Julian Cope: "How much can you take?"

The anti-hero revolutionary hairy hippy rocker takes to the stage

Julian Cope: “How much can you take?”
15th February 2006 Jane Tomlinson

Julian in the streetI really like Julian Cope.

I first discovered him musically in 1979 when his band Teardrop Explodes hit the big time. I rediscovered him 20 years later through my interest in the Neolithic and Bronze Age – that’s stone circles and megalithic tombs and stuff – of which he has expert knowledge. In 2003, it was this interest in old stones, pursued through Julian’s stoney website, that brought me and Moth together. I have so very much to thank Saint Julian for.

We’ve seen him perform many, many times now and I hope will see him play many, many more. The great thing is you can never be quite sure what you’re going to get with Julian. He likes variety and therefore rarely disappoints. Even if you don’t like his current musical ‘phase’, you can laugh at his witty stories and dry humour, be amazed by his erudite use of language, admire his rock ‘n’ roll posing, marvel at his range of bonkers hats, wonder at his inability to remove his sunglasses even when he can’t see, and stand in awe of his shamanic skills in showmanship. He is above all else, a gifted communicator.

14 February 2006, The Zodiac, Oxford

“Fuck religion!” Cope screams as he arrives on stage. The crowd roar in approval!

The whole of his show is a religious act in a way. Without getting too up-my-own-arse-analytical about it, his whole show questions what and who we worship, how it affects us and shows how easily we can get drawn into it. Or something.

OK forget my poncey critical analysis, the man looks every inch a Rock Star tonight, even though he patently is just an ordinary bloke who likes dressing up. He wears long black boots, black low hipster combat trousers, a bumflap bearing the legend Anarchy & Peace, has a bare torso, is clean shaven and his long fluffy blonde hair billows out in clouds from beneath a German stylee military kepi. Oh and sunglasses. Of course. And with his bass slung low round his loins he looks amazing. Not bad for man who’ll be 50 next year.
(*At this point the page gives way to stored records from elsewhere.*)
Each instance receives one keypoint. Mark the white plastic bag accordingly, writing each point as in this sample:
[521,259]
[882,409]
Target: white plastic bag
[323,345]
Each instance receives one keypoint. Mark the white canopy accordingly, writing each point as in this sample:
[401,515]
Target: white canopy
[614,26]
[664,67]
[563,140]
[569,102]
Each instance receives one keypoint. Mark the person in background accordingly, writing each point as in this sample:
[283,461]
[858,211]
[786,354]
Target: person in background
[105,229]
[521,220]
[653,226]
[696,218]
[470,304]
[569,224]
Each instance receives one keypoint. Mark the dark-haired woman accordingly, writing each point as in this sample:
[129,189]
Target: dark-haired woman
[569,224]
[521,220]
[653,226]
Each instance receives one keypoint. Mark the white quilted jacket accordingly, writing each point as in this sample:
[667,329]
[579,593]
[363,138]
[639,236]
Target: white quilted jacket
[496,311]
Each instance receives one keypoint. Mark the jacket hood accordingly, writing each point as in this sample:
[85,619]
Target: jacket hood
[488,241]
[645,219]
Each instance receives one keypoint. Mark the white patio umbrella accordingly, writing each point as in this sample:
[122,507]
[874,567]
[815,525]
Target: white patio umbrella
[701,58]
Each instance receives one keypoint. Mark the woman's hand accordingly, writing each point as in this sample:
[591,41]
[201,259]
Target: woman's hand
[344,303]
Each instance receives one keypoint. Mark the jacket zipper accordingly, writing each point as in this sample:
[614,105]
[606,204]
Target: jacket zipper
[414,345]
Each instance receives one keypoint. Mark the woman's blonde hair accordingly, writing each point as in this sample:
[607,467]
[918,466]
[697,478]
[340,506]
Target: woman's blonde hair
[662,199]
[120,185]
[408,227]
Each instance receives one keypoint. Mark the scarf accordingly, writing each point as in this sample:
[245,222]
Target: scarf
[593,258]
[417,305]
He says he’s in his second psychedelic phase. I’m not entirely sure, but I think he means he sometimes chooses to play his tunes in a loud, heavy, grungy, thrashy sort of way … I could be wrong. Or maybe he’s just taking drugs… It’s funny – no matter how hard he pelts the stuff at you, his melodic riffs rise above it all. One person told me they didn’t think it was loud enough, but to my ears it was overly loud and beginning to distort, sounding muffly and dirty. So me and my mate Carole had to venture back, away from the stage, something I’ve never had to do at a gig before. In the ladies’ loo the sound quality was superb. You could really hear Julian’s voice and pick out all his wonderful tunes.

His three piece band (guitar, bass, drums) ground their way through material spanning 27 years, peppering old favourites like Highway to the Sun, White Van and Sunspots with new stuff from his more recent albums. For about half an hour out of more than a two hour set, Julian banished his band off stage and played solo on guitar and mellotron. For me, this was the real treat.

“How much can you take?”

It was my friend Carole’s first Cope gig. She’d heard me rave on about them before. “How much can you take?” Julian sang distorting the music, squawking the lyric and repeating it: “How much can you take?”, “How much can you take?”. Carole began to understand the shamanic power Cope wields.

He rages against clitoridectomies, abuses the Pope and finally draws blood from his own bare belly in an act of sacrifice at the altar of rock n roll. Or something. Blood seems to be an important metaphor. I wish he’d stop cutting himself, though. I hope he packed some Savlon. I’ll be able to check out how well his wounds are healing as the tour progresses; we’re off to see him again in London tomorrow and in Bristol on Monday.